L’esame di Confartigianato dei dati rilasciati per la prima volta dall’Istat sul settore dei beni e servizi la cui finalità primaria è la protezione dell’ambiente e la gestione delle risorse naturali evidenzia nel 2017 la stima preliminare del valore aggiunto generato dall’economia ambientale, valutato ai prezzi base, è pari a 36 miliardi di euro (+0,9% rispetto al 2016) e pesa per il 2,3% sul valore aggiunto complessivo e il 2,1% del PIL. Il valore della produzione supera i 77 miliardi con un incremento dell’1,9% rispetto all’anno precedente.

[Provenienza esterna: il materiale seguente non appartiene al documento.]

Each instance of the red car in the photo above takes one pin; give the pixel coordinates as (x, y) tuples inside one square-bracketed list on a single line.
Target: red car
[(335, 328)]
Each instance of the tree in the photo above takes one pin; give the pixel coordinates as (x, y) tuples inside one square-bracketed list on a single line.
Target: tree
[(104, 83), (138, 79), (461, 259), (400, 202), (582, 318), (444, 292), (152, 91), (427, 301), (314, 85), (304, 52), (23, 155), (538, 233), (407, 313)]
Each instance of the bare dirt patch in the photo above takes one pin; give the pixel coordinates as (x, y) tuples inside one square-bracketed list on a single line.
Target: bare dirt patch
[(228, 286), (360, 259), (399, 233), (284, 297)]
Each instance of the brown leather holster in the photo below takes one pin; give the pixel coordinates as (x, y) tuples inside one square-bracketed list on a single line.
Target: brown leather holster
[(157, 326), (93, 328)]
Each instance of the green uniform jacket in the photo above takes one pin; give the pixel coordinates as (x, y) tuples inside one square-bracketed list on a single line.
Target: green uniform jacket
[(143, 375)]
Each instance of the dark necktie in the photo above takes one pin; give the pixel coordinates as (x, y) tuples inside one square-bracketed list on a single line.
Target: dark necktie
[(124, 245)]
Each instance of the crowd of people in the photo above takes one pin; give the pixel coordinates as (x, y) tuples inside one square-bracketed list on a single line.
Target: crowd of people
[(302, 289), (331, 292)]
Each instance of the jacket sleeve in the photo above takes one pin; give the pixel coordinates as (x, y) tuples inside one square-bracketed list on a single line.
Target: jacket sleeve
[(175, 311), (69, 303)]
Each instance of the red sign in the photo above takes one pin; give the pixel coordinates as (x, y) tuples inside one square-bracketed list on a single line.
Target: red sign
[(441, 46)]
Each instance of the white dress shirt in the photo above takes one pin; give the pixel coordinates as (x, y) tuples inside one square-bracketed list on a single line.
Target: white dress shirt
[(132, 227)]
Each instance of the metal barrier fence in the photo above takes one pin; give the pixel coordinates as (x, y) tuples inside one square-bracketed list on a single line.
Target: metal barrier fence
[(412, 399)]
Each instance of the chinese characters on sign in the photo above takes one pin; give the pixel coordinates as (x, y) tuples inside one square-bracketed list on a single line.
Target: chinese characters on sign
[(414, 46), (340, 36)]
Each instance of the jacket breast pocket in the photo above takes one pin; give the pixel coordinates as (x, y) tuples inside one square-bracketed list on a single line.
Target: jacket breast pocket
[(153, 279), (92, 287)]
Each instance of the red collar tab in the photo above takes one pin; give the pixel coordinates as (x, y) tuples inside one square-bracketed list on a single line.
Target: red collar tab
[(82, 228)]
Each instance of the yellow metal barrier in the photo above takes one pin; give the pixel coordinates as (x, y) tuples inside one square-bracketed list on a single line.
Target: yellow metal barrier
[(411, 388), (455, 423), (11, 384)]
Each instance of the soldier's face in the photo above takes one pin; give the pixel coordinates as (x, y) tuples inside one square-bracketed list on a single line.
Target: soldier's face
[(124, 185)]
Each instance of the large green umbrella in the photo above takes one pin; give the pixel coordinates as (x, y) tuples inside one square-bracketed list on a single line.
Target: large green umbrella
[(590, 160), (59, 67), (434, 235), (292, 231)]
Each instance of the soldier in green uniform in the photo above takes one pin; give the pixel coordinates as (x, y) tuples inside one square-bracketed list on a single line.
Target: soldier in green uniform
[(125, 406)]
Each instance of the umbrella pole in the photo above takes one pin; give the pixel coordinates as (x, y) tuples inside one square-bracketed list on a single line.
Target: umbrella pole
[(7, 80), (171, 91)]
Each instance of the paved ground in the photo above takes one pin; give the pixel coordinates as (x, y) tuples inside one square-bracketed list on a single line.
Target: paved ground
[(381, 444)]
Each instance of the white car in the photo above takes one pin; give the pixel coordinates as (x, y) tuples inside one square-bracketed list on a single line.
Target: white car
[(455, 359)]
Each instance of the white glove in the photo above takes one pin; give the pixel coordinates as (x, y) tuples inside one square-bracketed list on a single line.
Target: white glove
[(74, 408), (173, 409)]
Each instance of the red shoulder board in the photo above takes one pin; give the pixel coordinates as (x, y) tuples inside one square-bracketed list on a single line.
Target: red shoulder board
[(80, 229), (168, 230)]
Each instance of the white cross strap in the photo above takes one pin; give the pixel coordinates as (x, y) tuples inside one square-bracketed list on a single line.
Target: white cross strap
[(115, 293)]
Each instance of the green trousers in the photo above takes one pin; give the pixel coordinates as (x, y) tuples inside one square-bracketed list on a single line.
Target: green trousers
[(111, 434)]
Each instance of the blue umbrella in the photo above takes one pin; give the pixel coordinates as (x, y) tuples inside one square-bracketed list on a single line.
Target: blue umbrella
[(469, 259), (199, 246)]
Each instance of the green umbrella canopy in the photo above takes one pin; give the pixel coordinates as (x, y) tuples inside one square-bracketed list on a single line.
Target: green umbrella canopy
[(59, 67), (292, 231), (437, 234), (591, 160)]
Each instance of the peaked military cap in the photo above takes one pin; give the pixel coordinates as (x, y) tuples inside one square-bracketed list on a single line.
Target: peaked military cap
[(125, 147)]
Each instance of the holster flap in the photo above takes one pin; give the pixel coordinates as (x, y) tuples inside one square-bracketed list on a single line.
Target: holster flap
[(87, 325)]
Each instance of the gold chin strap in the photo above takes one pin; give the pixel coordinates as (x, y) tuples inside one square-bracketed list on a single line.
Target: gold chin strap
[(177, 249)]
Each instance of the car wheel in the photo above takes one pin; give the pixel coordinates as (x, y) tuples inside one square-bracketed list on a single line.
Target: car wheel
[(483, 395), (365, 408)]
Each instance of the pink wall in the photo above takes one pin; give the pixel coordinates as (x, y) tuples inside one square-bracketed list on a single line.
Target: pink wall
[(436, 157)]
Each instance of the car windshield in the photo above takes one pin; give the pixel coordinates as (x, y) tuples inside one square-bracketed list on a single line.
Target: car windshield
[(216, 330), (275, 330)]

L’economia ambientale impiega 386 mila unità di lavoro a tempo pieno (+0,5% rispetto al 2016); in termini di occupazione i green jobs equivalgono agli occupati dell’Ict rappresentato da produzione di software, consulenza informatica, gestione hardware, configurazione di personal computer, elaborazione dati, gestione database, hosting e portali web (pari a 385 mila addetti).
Nel 2017 i due terzi (65,3%) del valore aggiunto dell’economia ambientale deriva dalla produzione di beni e servizi destinati alla gestione delle risorse naturali (ovvero riduzione del prelievo di risorse dall’ambiente e altre azioni per la conservazione e il mantenimento degli stock); tra queste prevale la gestione delle risorse energetiche che realizza il 60% del valore aggiunto, con un 47,2% del valore aggiunto derivante da produzione di energia da fonti rinnovabili – idroelettrico, solare, eolico, geotermico, biomasse, biocombustibili – e un 12,3% da risparmi nella gestione del calore/energia.
Il restante terzo (34,7%) di valore aggiunto è relativo alle attività di protezione dell’ambiente e registra il maggiore apporto nella gestione rifiuti (19,7%); seguono la gestione delle acque reflue con l’8,3% del valore aggiunto, protezione e risanamento del suolo, delle acque del sottosuolo e delle acque di superficie con il 4,0%, la protezione di aria e clima con l’1,9%.
Il confronto internazionale, disponibile su dati al 2016, evidenzia che l’economia ambientale pesa maggiormente in Finlandia dove vale il 5,7% del PIL, in Estonia con il 4,6%, Austria con 3,8% e Danimarca con 3,3%. Il 2,1% del PIL dell’Italia sopravanza l’1,9% della Spagna, l’1,8% della Germania e l’1,4% del Regno Unito e della Francia.
Nel dettaglio la produzione di energia da rinnovabili in Italia vale 1 punto di PIL, il doppio rispetto allo 0,5% della media dell’Unione europea; l’Italia, con Danimarca e Bulgaria, è al terzo posto nell’Unione per il peso di questo segmento della green economy, dietro a Finlandia (1,3%) e Lettonia (1,1%); il peso dell’economia italiana da rinnovabili supera quello della Spagna (0,8% di PIL), della Germania (0,5%) e della Francia (0,2%).
Nell’arco di un triennio il valore aggiunto dell’economia ambientale italiana è salito del 10,7%; tra i settori green più rilevanti, si osservano crescite più marcate nella gestione delle acque reflue (+14,3%) e nella produzione di energia da fonti rinnovabili (+12,2%); meno dinamica la gestione dei rifiuti (+5,8%).
Va infine ricordato che la dinamica della produzione di energia da fonti rinnovabili interessa 99 mila imprese della filiera delle FER con 304 mila addetti; le imprese della filiera appartengono principalmente (87%) all’Installazione, manutenzione e riparazione di impianti elettrici in edifici o in altre opere di costruzione, poco meno di un decimo (9%) produce energia; il restante 4% opera nella fabbricazione di motori, generatori e trasformatori elettrici, recupero e preparazione per il riciclaggio dei rifiuti solidi urbani, industriali e biomasse e fabbricazione di turbine e turboalternatori.